My two-year-old grandson was recently sprawled out in the middle of my living room floor, with a blanket we keep in the room for those evening snuggles all of us enjoy, wrapped up around him, his head on a throw pillow that originated from the couch, and a book about raising dragons held up on his chest. It was one of those picture perfect moments, which would have captured his early love of reading flawlessly. The minute he spied me approaching with my camera though, he tossed the book aside and pulled the blanket over his head! I would not say that he is camera shy, the opposite is actually true, as when the time is right (read this as when 'he' thinks the time is right!) he can be quite cooperative.

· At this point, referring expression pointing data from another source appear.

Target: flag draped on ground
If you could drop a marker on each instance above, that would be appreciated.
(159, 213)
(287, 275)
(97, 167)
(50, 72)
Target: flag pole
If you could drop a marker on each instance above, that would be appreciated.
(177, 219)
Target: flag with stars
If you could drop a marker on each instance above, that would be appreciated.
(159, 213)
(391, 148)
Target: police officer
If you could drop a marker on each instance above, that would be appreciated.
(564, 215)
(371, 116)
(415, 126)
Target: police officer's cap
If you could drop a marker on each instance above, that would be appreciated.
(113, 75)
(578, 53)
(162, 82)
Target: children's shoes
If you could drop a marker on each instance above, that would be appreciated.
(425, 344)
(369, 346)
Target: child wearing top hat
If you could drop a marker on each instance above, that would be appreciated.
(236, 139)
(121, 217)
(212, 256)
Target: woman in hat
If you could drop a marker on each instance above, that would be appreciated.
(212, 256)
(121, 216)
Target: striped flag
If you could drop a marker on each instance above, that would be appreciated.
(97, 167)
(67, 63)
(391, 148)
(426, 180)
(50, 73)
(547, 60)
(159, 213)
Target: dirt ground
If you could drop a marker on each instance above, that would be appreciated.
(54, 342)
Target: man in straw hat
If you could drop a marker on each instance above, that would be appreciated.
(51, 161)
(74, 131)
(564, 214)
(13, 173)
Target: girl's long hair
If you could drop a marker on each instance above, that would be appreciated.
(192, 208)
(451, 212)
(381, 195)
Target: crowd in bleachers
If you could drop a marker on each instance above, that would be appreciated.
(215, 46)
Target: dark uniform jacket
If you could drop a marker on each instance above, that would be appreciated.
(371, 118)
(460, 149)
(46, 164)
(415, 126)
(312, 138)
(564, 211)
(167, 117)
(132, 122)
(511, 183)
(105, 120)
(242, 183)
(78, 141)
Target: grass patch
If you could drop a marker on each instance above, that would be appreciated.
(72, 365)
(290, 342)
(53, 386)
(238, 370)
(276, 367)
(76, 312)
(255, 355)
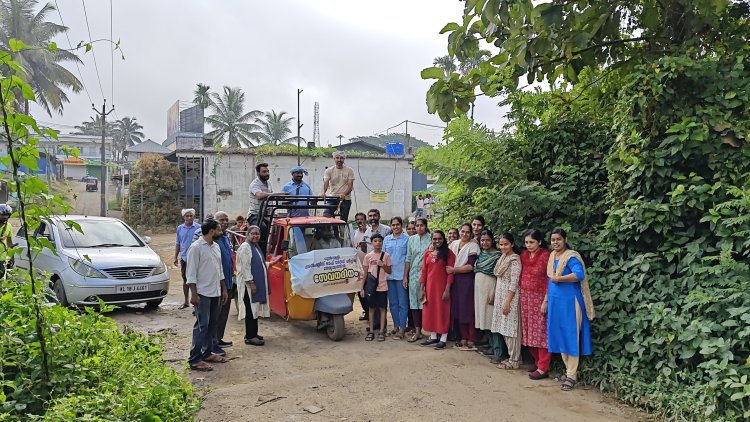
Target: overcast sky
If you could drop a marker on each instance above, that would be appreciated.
(359, 59)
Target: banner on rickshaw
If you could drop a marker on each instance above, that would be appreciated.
(325, 272)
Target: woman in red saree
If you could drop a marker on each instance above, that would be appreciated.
(533, 290)
(436, 286)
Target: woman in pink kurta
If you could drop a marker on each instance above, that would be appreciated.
(436, 284)
(533, 289)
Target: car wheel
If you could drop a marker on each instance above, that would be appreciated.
(153, 304)
(59, 290)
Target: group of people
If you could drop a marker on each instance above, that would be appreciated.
(473, 285)
(219, 264)
(467, 283)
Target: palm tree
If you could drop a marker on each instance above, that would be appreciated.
(202, 96)
(275, 128)
(47, 76)
(230, 122)
(446, 63)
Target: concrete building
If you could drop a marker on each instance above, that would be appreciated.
(221, 180)
(135, 152)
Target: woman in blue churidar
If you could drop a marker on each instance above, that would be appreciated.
(568, 297)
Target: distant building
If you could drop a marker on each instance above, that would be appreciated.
(135, 152)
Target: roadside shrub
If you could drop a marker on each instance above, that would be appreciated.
(97, 371)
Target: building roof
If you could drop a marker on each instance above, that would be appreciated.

Children are not the only subjects that can be uncooperative when trying to capture their photo, pets are notorious for being just as hard to photograph. There are steps you can take to make the process of getting the perfect shot of whomever, or whatever your subject is, seemingly effortless.

Be Ready

The reason my grandson even knew I was going to take his picture, is because I had to fumble for my camera in the first place, and then when I turned it on, I realized I had to change the batteries. By the time I had everything set to go, he had too much time to become aware of what I was doing, and in that time, he made the decision to become uncooperative. If my camera had been in a convenient place for those quick but unexpected shots that are so common with children in the house, and I had taken the time to change the batteries when I last used it, I would have had a much better chance of getting the snapshot. He simply had too much time to question himself on whether he wanted his picture being taken in the first place.

I should have known better, as I had a similar experience just a few days earlier with a few wildlife subjects that were in our yard. We have a flock of wild turkeys that have decided to make our yard home this winter, and several fox squirrels too. They all think they can fit on the bird feeders we have placed about to feed the songbirds. As I walked outside, I realized that we had two full-grown turkeys and two fox squirrels all on a single bird feeder, looking very much like a bad cartoon for a busy restaurant scene! By the time I even found where I had dropped my camera the last time I used it, the moment was long past.

Each time you use your camera, take the time to place it in a convenient spot that is easy to access on a moment's notice, change the film or free up space on the memory card, change exhausted batteries, clean the lens, etc., so it is all ready to use at a moment's notice the next time you need it.

Be Considerate

Children and pets may not always want their picture being taken, even when you know that the shot of a lifetime is just a button press away. Learn to be considerate, but stick with your goal to get that shot. Do not expect either to sit still, get them occupied doing something else, such as playing with toys, or divert their attention to somewhere or somebody else, while you work on taking that perfect picture. I once had my youngest son sit and blow bubbles out in the yard, while my young grandson ran around chasing the bubbles. He was so intent on what the bubbles and his Uncle were doing; he paid the camera and me no attention whatsoever. I have employed similar tricks when trying to take some portrait shots of our family dog, who is getting up in years. My son sat amid a pile of leaves several seasons ago, and would toss them by the handfuls into the air. She was so mesmerized by them all; I ended up with a portrait of her that will remind us of her and her gentle ways for many a year to come!